Your job is to be skeptical of non-validated technology on your client’s behalf. That skepticism is what protects you AND them.
If you’re a consumer look for these red flags:
Overtly dramatic before-and-afters (usually digitally manipulated).
Influencers who mysteriously forget to mention they’re being paid for their glowing review.
Claims about “cellular-level regeneration” with zero independant clinical evidence to back them up.
Ask where the exosomes come from—plant, human, lab-grown? The source should be clearly stated in the marketing copy.
See the term “proprietary formula”? Step away. That usually means the brand won’t be transparent about sources or percentages.
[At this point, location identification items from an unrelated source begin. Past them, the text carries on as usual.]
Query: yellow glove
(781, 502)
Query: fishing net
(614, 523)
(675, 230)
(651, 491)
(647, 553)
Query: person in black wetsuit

If the brand’s clinical studies exist only in-house and are not published in journals, that’s a warning sign. Important breakthroughs get published in scientific journals so that everyone can see them.
#MyTwoCents
Exosomes aren’t going anywhere. The science is promising, the market demand is real, and there’s genuine potential here. But right now, people are adopting this faster than we have answers. Some of what’s on the market will turn out to be overpromising. Some might actually deliver. We won’t know until there’s FDA approval for the category and actual clinical third-party scientific data to back it up.
What concerns me isn’t exosomes themselves. It’s the pace. We’re watching major suppliers launch ingredients with specific claims while the regulatory framework is still being written. The gap between what’s being promised and what’s been proven is dangerously wide.
Patience is a feature, not a limitation. This story will keep unfolding. Your skin can wait. The smart play? Stay curious, stay skeptical, and don’t let slick marketing stop your critical thinking.
Kevin James Bennett is the publisher of In My Kit®. He is an Emmy Award-winning makeup artist, cosmetic developer, educator, and consumer advocate.